Он было начал писать, что они просто-напросто стояли в тесной ложбине, но обнаружил, воротившись к началу, что уже употребил это слово и что фраза выходила неграмотной.
Он прошелся по кабинету, передвинул высокое кресло, обитое кожей, в котором обыкновенно читал для удовольствия по вечерам, переставил портреты на ломберном столике красного дерева, который приютился, как бедный родственник, у противоположной стены.
Если наблюдать с верхней палубы шхуны, то выходило, что домики выскакивали, открывались из-за уступа горы, однако с грамматикой выходило неладно, согласовываться с десятком домиком глагол не желал.
Он закурил, поставил жирную запятую, выпустил дым, после запятой, себе в утешение, поставил тире и закончил период:
«… по очереди появлялись из-за зелени; скромно за ними возникал зеленый купол церкви с золотым крестом…»
Пошмыгал носом, увидев, сколько втиснулось зелени, и попробовал двинуться дальше, однако в туманной душе не слышалось той бодрой взволнованности, какую испытывал он, когда брался с нетерпеливым спокойствием перемарывать удачную, но не совсем совершенную сцену, превращая вдохновенно-сумбурный набросок в тугую, отчищенную, уточенную рукопись, где проверенные прежде в порыве брошенные слова вдруг сливались в непосредственное единство чистых переживаний с серьезными мыслями, которое и волновало чувство и говорило уму.
Нет, счастливого единства не находилось. Он томился, недовольный собой, не в силах сладить с простой и суровой картиной Аяна. Он изображал деревья и скалы, лишь перечисляя названия, а что-то более важное ускользало из-под пера, и особенный, своеобычный характер тех мест не давался ему.
Останавливался он беспрестанно. Недлинная фраза, состоявшая из десятка обыденных слов, писал в три, в четыре приема. Он еле-еле вымучивал её по частям. Он начинал предложение, ещё не представляя, чем закончит его, и после первых наобум написанных слов то зло, то растерянно выскребывал из тупой головы остальные.
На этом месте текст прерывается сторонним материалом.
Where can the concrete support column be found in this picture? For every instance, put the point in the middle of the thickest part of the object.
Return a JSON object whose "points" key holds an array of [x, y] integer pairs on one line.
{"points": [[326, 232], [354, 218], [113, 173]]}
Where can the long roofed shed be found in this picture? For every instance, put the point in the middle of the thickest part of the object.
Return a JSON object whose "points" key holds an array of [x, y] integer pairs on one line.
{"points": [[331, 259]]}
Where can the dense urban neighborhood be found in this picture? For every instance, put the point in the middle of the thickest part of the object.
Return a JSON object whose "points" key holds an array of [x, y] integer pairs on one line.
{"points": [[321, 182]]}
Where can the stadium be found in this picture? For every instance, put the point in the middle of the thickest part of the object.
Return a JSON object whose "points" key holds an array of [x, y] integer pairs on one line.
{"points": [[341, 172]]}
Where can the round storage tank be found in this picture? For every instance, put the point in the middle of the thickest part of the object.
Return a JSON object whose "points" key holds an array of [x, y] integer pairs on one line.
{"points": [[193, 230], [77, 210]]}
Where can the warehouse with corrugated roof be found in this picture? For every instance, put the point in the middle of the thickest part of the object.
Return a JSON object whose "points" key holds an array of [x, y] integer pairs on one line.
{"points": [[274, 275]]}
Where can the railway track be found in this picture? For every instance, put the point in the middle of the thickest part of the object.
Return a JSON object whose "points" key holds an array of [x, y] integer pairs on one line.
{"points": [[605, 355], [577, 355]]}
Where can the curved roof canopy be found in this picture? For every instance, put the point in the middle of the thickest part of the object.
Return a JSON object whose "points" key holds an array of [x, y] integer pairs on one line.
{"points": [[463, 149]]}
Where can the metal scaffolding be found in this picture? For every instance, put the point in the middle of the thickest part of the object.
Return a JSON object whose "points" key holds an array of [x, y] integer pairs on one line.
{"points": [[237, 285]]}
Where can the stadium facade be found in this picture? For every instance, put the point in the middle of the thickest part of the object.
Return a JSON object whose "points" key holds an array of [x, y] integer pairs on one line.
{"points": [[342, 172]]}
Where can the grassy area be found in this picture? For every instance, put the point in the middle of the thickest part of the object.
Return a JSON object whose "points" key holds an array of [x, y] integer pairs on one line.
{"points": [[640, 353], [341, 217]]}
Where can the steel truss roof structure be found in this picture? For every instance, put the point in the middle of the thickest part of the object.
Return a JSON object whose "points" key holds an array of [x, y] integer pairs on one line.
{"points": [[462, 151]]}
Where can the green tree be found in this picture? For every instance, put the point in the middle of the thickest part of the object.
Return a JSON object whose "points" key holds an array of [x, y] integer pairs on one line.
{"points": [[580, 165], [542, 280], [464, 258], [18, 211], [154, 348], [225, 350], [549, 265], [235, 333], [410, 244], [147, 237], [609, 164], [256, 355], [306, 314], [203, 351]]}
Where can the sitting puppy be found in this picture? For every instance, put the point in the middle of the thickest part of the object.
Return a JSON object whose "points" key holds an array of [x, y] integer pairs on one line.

К полудню остановки случались всё чаще. Время едва влачилось в мрачной тоске, и становилось трудно дождаться, когда же наступит обед и с чистой совестью можно будет бросить к чертовой матери хромое перо. В поисках нужного слова, нужного образа он пересмотрел все фотографии, переставил с места на место все безделушки. Он разглядывал корешки книг и глазел подолгу в окно.
Его влек голубенький петербургский клочок, торчавший в окне, который всю неделю видел только через стекло, тогда он забывал про высокое небо Аяна, которое должен был описать.
Цвет клочка поминутно менялся. Из голубого сделался мутно-белесым, затем потемнел от приползшей откуда-то тучки, однако в её разреженных полупрозрачных краях уже проступала голубизна, клочок очистился весь и вдруг сделался бледным – бледным, но синим.
Затем за спиной раздалось равнодушно и громко:
– Это прекрасно. Вы совершенно избегаете вымысла. Подобно великим фламандским художникам, вы не желаете творчества на какую-нибудь груду камней, на лесную тропу, на болотные кочки. Поверхностный наблюдатель не обнаружит здесь никакой глубины, но внимательный взгляд откроет в этой невинной картине целую жизнь. Ваш метод на любом материале оправдывает себя.
Он узнал этот искренний, простой, медлительный, льдистый, барственный голос и раздраженно подумал, что ему помешали работать, в то же время обнаруживая в душе, что помеха приятна ему: благодаря ей он мог с чистой совестью передохнуть.